Now Lieberman has returned to his original plan to issue subpoenas for contacts between Enron and the White House. And this time, when Republicans objected, Lieberman remained firm. That left Thompson with two choices. One, he could agree to the subpoenas, allowing Lieberman to send them out without a committee vote. Or two, he could object to the subpoenas and demand a vote. Under that option, Thompson would have surely lost — Democrats have a one-vote advantage on the committee — but a party-line vote would have made Lieberman's actions appear all the more partisan. The problem for the GOP was the possibility that at least one Republican might vote with the Democratic majority, giving Lieberman the minimal bipartisan support he wanted. So Thompson agreed to the subpoenas. (Republicans did, however, demand that the scope of the subpoenas be broadened to include areas in which the Clinton administration was actively involved with Enron).

But Thompson did not agree when Lieberman wanted to send the letter to the White House. "We're worried that it's inappropriate, because the White House did not regulate Enron, never regulated Enron, and had nothing to do with Enron's collapse," says one Republican. "We believe they've gone way beyond any appropriate scope of the committee's inquiry."

For their part, Democrats close to the committee deny they have targeted the White House. "These requests are not aimed at the White House," says one. "It's all aimed at what Enron was doing, not what the White House was doing, on these complicated issues that affected the nation's energy markets last year."

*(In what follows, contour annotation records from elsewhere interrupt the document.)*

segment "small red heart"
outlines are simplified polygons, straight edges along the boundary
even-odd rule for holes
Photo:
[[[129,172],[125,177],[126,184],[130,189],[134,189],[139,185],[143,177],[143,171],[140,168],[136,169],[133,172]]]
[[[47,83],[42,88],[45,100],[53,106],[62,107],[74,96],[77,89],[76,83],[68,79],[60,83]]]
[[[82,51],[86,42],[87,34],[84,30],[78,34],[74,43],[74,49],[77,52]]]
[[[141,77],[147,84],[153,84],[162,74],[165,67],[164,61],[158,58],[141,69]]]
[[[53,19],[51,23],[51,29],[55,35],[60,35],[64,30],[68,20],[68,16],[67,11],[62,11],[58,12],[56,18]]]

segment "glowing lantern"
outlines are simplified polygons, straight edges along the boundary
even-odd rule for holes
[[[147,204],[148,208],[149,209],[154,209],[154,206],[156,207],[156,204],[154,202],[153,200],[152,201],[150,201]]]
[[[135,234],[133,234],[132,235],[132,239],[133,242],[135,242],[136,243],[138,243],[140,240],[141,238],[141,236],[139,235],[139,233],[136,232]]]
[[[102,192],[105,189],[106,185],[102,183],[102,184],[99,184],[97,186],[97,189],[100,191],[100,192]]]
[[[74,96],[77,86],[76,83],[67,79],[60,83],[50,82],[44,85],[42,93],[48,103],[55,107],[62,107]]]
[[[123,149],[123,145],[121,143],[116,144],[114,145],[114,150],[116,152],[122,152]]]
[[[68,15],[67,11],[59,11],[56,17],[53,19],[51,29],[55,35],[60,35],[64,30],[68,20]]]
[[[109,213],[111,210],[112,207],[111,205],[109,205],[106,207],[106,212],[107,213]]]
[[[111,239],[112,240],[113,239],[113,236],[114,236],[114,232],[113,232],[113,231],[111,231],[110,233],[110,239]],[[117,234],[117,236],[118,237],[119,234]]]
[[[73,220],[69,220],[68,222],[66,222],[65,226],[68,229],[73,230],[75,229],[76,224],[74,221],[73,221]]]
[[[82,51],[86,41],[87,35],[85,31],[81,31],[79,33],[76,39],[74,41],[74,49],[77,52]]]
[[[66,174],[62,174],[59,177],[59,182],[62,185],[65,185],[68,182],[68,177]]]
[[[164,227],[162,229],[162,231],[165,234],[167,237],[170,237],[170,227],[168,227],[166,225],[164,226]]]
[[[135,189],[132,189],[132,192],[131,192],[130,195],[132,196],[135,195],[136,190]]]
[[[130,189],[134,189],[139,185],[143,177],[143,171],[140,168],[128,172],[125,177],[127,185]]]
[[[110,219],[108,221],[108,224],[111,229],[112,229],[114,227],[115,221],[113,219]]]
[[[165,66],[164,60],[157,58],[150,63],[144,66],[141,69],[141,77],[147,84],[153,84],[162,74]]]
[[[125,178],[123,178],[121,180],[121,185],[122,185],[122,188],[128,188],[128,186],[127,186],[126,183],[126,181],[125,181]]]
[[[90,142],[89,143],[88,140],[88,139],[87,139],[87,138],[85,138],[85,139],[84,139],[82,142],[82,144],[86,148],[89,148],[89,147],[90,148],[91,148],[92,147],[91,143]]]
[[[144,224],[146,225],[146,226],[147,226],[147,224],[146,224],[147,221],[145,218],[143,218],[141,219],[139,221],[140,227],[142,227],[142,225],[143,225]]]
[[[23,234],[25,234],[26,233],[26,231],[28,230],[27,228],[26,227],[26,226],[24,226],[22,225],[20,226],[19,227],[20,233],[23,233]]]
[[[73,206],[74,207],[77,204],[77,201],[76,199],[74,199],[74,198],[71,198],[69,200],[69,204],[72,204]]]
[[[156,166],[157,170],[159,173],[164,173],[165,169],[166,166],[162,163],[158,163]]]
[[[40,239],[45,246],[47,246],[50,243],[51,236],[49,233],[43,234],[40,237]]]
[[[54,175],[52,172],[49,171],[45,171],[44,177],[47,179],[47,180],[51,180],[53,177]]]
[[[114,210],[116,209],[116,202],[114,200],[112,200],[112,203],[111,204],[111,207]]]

And what about the White House itself? There, officials are waiting for Lieberman's letter and remaining publicly cautious. "He is the chairman of the committee, so you take him seriously," says one administration aide. "We'll look at the letter and see what they are asking for and try to find some way to reach an accommodation with them. In the past we have been pretty clear about wanting to be helpful and also protect the right of the president and the vice president to receive private advice."

Given White House positions on issues like the secrecy of Vice President Dick Cheney's energy task force, it's not at all clear whether the administration will be "helpful" enough to satisfy Lieberman. It's also not clear whether Lieberman will be willing to shed his bipartisan image completely by engaging in an open war against the administration. But the latest developments seem to suggest that a major battle is on the way.